Sekitar 15 menit kemudian, seluruh awan spiritual telah menghilang tanpa jejak, dan baru kemudian pusaran emas mulai menyusut.
Beberapa detik kemudian, pusaran emas juga menghilang, dan yang tersisa di langit hanyalah bola emas berukuran sekitar 10 kaki, menyerupai telur emas raksasa.
Han Li menghela napas lega dalam hati melihat ini, tetapi dia masih terguncang oleh ingatan akan sosok emas menakutkan yang baru saja disaksikannya.
Bola emas itu terus melayang di udara, dengan kilatan cahaya keemasan yang menyilaukan sesekali melintas di permukaannya.
Pada saat yang sama, bola itu memancarkan semburan fluktuasi aura yang dahsyat, dan tampaknya ada sesuatu yang sangat menakutkan yang sedang dipelihara di dalamnya.
Setelah berpikir sejenak, Han Li terbang ke arah bola emas itu, diikuti oleh seberkas cahaya putih yang keluar dari lengan bajunya, lalu berubah menjadi bendera putih kecil.
Ini adalah salah satu harta karun abadi yang diperolehnya dari Gongshu Jiu, dan seketika itu juga benda itu membesar secara drastis atas perintahnya, membentuk bendera putih raksasa berukuran beberapa ratus kaki.

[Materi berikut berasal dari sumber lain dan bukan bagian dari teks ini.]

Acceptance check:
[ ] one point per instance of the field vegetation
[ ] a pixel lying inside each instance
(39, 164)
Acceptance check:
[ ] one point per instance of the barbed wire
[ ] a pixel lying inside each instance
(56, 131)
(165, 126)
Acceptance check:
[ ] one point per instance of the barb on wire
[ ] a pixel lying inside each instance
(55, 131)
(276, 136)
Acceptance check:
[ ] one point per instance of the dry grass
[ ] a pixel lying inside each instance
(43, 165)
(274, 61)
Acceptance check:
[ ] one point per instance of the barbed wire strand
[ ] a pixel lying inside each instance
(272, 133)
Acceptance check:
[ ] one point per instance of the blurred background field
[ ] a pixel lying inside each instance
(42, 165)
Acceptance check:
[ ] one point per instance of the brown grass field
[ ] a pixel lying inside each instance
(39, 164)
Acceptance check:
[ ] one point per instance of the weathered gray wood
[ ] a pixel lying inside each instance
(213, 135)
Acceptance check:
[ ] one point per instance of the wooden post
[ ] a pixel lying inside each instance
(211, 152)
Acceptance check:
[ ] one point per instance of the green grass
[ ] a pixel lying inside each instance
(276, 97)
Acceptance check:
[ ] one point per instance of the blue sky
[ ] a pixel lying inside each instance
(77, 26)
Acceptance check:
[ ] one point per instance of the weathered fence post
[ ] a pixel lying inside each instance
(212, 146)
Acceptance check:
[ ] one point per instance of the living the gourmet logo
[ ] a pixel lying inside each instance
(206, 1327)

Hamparan kabut putih yang luas menyembur keluar dari bendera itu, membentuk awan putih seluas beberapa hektar dalam sekejap mata, sepenuhnya menyembunyikan bola emas di dalamnya.
Awan itu tampaknya memiliki efek penyembunyian aura, dan aura menakjubkan yang terpancar dari bola emas itu seketika berkurang secara signifikan.

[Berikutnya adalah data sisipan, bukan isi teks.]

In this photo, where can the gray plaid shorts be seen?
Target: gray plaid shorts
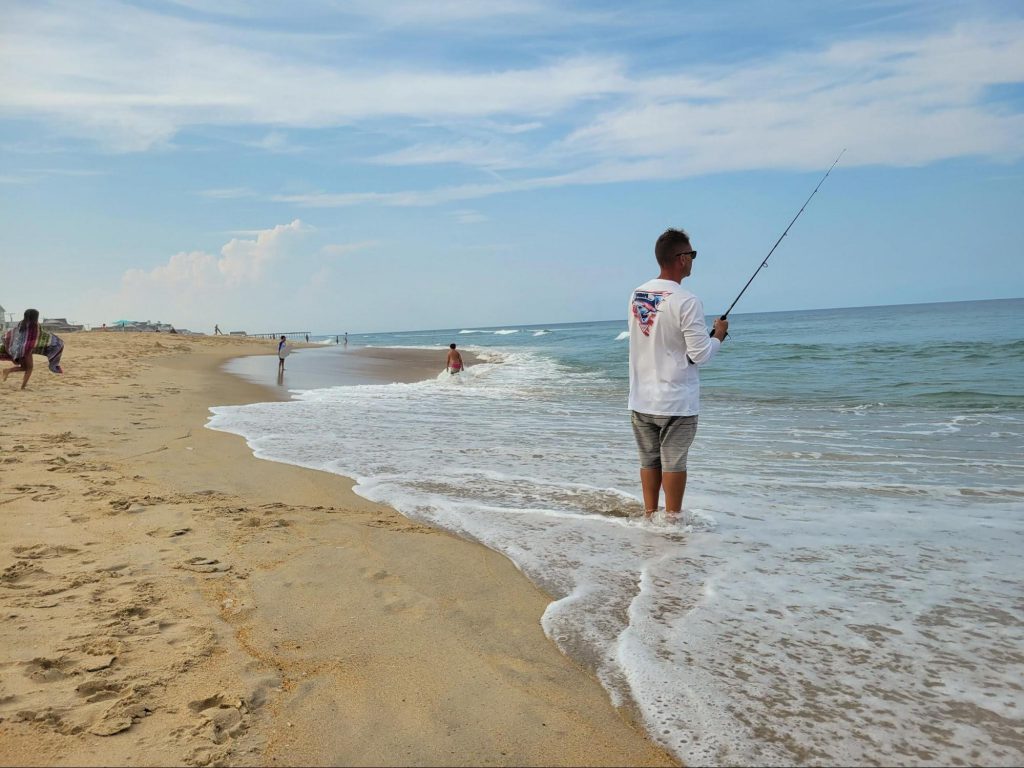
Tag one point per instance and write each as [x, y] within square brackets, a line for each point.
[664, 440]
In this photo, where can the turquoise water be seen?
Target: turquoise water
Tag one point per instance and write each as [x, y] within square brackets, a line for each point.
[848, 586]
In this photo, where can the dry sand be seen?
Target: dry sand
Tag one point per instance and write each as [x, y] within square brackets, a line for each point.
[168, 599]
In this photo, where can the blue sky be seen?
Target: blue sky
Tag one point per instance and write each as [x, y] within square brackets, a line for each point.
[374, 166]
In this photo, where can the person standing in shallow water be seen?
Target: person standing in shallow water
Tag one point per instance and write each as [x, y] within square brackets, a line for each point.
[282, 353]
[454, 363]
[668, 342]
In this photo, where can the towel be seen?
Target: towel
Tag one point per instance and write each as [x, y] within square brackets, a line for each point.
[33, 340]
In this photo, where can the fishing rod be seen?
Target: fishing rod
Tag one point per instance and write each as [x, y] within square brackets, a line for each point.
[765, 262]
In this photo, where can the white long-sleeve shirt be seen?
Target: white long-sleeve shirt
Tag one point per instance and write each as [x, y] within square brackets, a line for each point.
[668, 342]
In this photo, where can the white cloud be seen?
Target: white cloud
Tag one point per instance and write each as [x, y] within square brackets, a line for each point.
[494, 156]
[468, 216]
[198, 272]
[230, 193]
[244, 260]
[130, 79]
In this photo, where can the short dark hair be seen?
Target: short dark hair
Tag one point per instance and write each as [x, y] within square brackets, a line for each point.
[31, 317]
[668, 245]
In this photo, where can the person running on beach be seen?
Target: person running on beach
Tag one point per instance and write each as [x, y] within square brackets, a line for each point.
[454, 363]
[283, 351]
[26, 339]
[668, 342]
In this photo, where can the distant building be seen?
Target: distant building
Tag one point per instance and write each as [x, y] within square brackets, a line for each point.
[58, 325]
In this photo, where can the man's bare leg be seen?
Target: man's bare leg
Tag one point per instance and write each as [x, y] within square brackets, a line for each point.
[650, 481]
[675, 486]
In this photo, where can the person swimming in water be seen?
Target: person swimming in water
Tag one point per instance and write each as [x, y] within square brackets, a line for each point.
[454, 363]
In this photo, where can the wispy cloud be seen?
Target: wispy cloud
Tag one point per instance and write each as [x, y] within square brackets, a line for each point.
[130, 79]
[338, 250]
[230, 193]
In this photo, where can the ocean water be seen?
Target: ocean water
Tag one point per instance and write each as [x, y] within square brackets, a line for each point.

“Ayo kita pergi dari sini sekarang,” kata Han Li, dan dia baru saja akan pergi dengan awan putih dan bola emas itu ketika dia tiba-tiba berhenti mendadak.
Seorang pemuda berjubah putih muncul tidak jauh di depannya, tanpa disadarinya sama sekali.
Pria itu sangat tampan, dan tampaknya berusia 30 hingga 40 tahun dengan rambut hitam panjang terurai, di tengahnya terdapat sehelai rambut keemasan yang sedikit berkilauan.
Meskipun memiliki indra spiritual yang luar biasa, Han Li sama sekali tidak menyadari kedatangan pria itu, dan Mo Guang jelas juga terkejut.
Seolah-olah pria itu muncul begitu saja dari udara.
Meskipun tidak ada aura kuat yang terpancar dari tubuh pria itu, insting Han Li mengatakan kepadanya bahwa pria itu memiliki kekuatan yang tak terukur.
Pria berjubah putih itu melirik Han Li dan Mo Guang, dan dia tidak berusaha untuk mengumumkan niatnya.
Han Li terdiam sejenak, lalu bertanya, “Bolehkah saya menanyakan nama Anda, Senior?”
Alih-alih menjawab pertanyaan Han Li, pria berjubah putih itu tersenyum dan berkomentar, “Anda melakukannya dengan sangat baik. Harus saya akui, Anda benar-benar mengejutkan saya.”
Han Li semakin khawatir setelah mendengar ini.
Jelas dari komentar ini bahwa pria berjubah putih itu telah tiba di tempat kejadian sejak lama, dan mungkin dia bahkan telah menyaksikan seluruh pertempuran yang Han Li lawan melawan Dewa Pemakan Emas.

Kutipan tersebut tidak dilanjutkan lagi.